🚀 Executive Summary

TL;DR: Unmanaged data transfers through AWS NAT Gateways can lead to significant, unexpected cloud bills due to per-GB data processing charges. Solutions involve immediate triage using VPC Flow Logs, establishing AWS Budgets billing alarms, and implementing architectural fixes like Gateway VPC Endpoints for services like S3 to keep traffic internal and eliminate egress costs.

🎯 Key Takeaways

  • AWS NAT Gateways incur both an hourly charge and a per-GB data processing charge for all internet-bound traffic from private subnets, which can lead to massive unexpected costs.
  • Gateway VPC Endpoints for services like S3 enable private, internal routing of traffic within the AWS network, bypassing the NAT Gateway and eliminating data processing charges for those specific service communications.
  • VPC Flow Logs are essential for diagnosing runaway NAT Gateway costs by identifying the specific source IP and instance responsible for high data egress, allowing for quick remediation.

Share your Cloud Cost Optimization / FinOps Case

A simple configuration oversight can silently drain your cloud budget. Learn how to diagnose and fix runaway AWS NAT Gateway costs with practical, real-world solutions that prevent thousand-dollar surprises.

That Time a $70 NAT Gateway Cost Us $7,000 Over a Weekend

I still remember the feeling in the pit of my stomach. It was a Monday morning, and I was scrolling through our weekend alerts over coffee when I saw it: a billing alarm from AWS CloudWatch. Not a small one, either. The forecast for our ‘dev’ account’s monthly bill had shot up from a predictable $10k to a projected $45k. In 48 hours.

After the initial panic (and a second, much stronger coffee), we traced the source. It wasn’t some massive, un-tagged EC2 fleet or a forgotten RDS instance. It was a humble, often-ignored networking component: the NAT Gateway. A junior data scientist, trying to download a massive public dataset for a new ML model, had inadvertently kicked off a multi-terabyte transfer from an EC2 instance sitting in a private subnet. Every single byte went out through our NAT Gateway, and AWS charged us for all of it. This little story isn’t unique; I saw a similar tale of woe on a Reddit FinOps thread just last week, which is what prompted me to write this down for my team, and now for you.

The “Why”: The Silent Killer in Your VPC

Before we dive into the fixes, you need to understand why this happens. It’s not a bug; it’s the system working as designed. When a resource with no public IP (like an EC2 instance in a private subnet) needs to talk to the internet, it sends its traffic through a NAT Gateway.
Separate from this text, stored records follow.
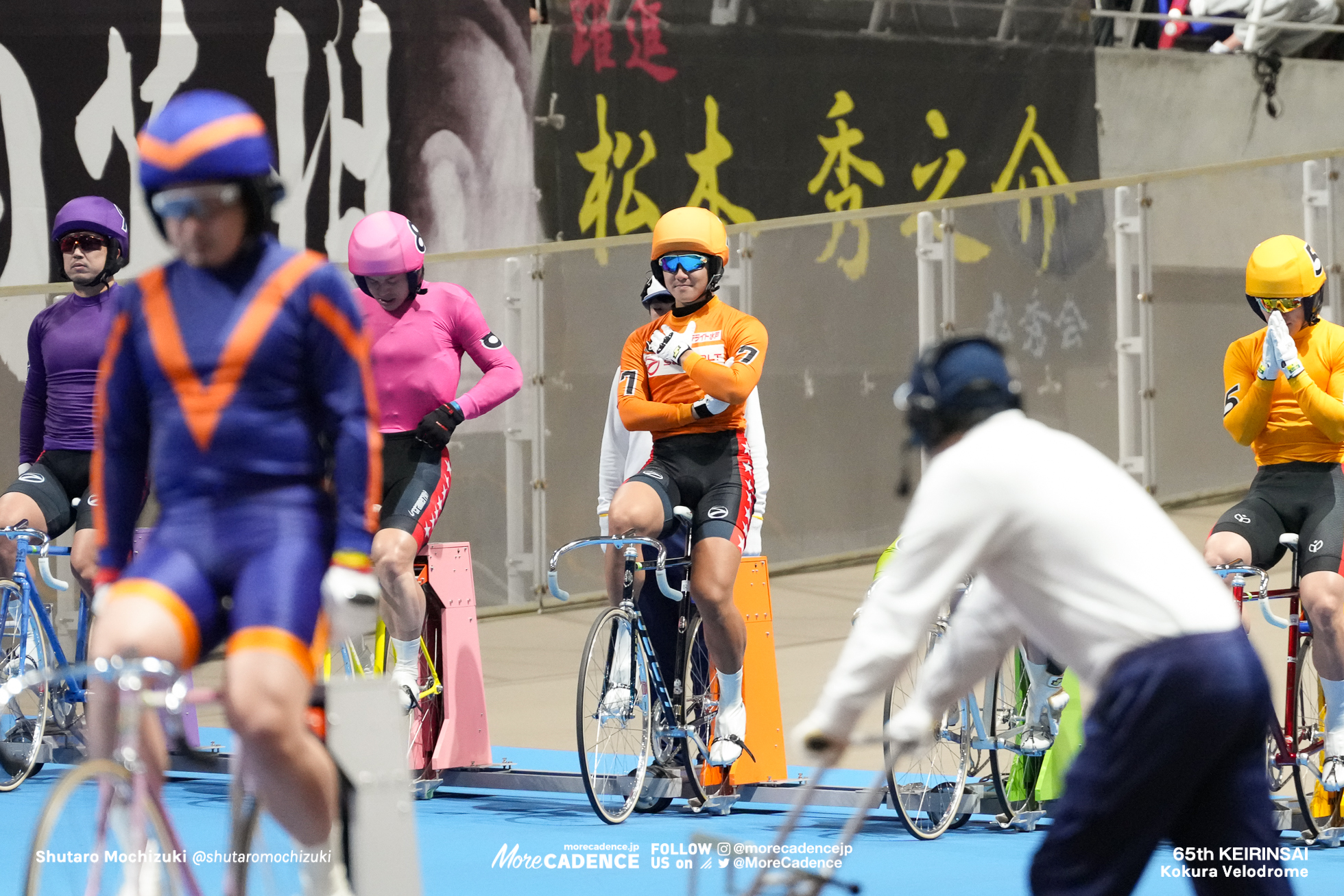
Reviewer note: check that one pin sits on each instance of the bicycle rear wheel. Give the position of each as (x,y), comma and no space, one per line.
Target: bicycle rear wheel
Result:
(926,790)
(86,840)
(613,719)
(23,718)
(1007,705)
(699,703)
You pay for two things:

  • An hourly charge for the gateway just existing.
  • A per-GB data processing charge for everything that flows through it.
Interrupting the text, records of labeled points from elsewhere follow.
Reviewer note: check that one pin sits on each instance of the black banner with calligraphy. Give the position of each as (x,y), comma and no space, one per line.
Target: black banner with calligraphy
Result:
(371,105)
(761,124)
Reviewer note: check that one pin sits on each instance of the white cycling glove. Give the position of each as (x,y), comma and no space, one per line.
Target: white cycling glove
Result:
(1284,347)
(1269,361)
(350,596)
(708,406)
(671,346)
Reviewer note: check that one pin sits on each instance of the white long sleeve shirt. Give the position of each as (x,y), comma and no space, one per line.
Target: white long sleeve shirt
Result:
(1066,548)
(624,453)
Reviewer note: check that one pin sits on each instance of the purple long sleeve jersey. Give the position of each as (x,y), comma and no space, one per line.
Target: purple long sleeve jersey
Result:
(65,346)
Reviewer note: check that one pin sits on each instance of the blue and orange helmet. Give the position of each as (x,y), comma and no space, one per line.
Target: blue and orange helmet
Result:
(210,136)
That per-GB charge is the killer. A developer running apt-get update is noise. A data scientist pulling the entire ‘Common Crawl’ dataset is a financial disaster waiting to happen. The root cause isn’t just the data transfer; it’s a breakdown in architectural awareness. We put things in private subnets for security, but we forget that security has a cost if not managed correctly.

Pro Tip from the Trenches: If you take nothing else from this, go set up a billing alarm in AWS Budgets right now. Set a threshold that’s slightly above your normal daily spend. It’s your single best defense against a surprise five-figure bill.

The Fixes: From Triage to Architecture

Okay, so your bill is skyrocketing. What do you do? Here are the plays, from stopping the immediate bleeding to ensuring it never happens again.

1. The Quick Fix: Find It and Kill It

Your first priority is to stop the cash drain. You don’t have time for a full architectural review. You need to act.

The best tool for this is VPC Flow Logs. If you don’t have them on, turn them on now (they have a cost, but it’s tiny compared to this problem). Query your flow logs for traffic passing through your NAT Gateway’s Elastic Network Interface (ENI). You’re looking for the source IP that is sending an enormous amount of traffic.

Let’s say you find that 10.0.10.123 (the private IP of an instance named dev-data-processor-01) is the culprit. What next?

  1. SSH into the box: Find the offending process. Is it a Docker pull? A Wget command? A Python script? Kill it with pkill or kill -9. This is the simplest solution.
  2. Stop the instance: If you can’t isolate the process, just stop the instance from the AWS Console. You can deal with the “why” later. The bleeding is stopped.
  3. The “Hacky” Egress Move: I hesitate to even write this, but in a true emergency… if the instance must finish its download, you can temporarily move it to a public subnet and attach an Elastic IP. This routes its traffic through an Internet Gateway (IGW) instead, which has no data processing charge. THIS IS A SECURITY RISK. You are exposing the instance to the internet. Only do this if you understand the risks and can lock down the Security Group immediately.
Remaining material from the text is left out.